This is the story of one man’s hobby and its overwhelmingly positive effect physically, emotionally, socially, and mentally on his life. The hobby is scuba diving, but not on the reefs of southern seas. This is about diving in Halifax Harbour. Diving summer and winter in one of the biggest and deepest harbours in the world has given Bob a view of history that few will ever witness.
Inquisitive and energetic, the author spins yarns about the strange and fascinating objects he finds and the hair-raising moments he has experienced, from coming to the surface and seeing the boat drifting out of sight to arriving on the surface in a snowstorm and having to navigate by compass to find the shore.

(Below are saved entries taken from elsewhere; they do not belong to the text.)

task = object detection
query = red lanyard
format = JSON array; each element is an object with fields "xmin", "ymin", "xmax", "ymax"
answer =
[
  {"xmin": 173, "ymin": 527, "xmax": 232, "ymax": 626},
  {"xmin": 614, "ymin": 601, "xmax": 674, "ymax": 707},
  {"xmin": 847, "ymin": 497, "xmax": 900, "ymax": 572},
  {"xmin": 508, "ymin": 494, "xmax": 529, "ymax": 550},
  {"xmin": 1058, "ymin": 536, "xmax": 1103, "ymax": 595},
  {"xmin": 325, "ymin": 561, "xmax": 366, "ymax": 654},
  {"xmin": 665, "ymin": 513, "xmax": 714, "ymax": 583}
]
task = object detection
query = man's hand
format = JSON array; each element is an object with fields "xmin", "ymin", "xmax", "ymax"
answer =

The bottom of Halifax Harbour has collected artifacts over the centuries from around the world. Each find gets picked up, cleaned, researched, and documented. The author’s database is a gold mine of little details about what arrived, eventually got dumped into the ocean, and is now sitting on display at home and in museums as a reminder of what once was.
The author takes the reader under warships, container ships, and tugboats, through huge docks, and under the ice. Along the way, he reflects on the toll that our civilization is taking on the ocean, of seagulls trying to break open golf balls to find food, of crabs trapped inside tires, and fish that take refuge in castoff bottles and grow too big to stay in but also too big to get out.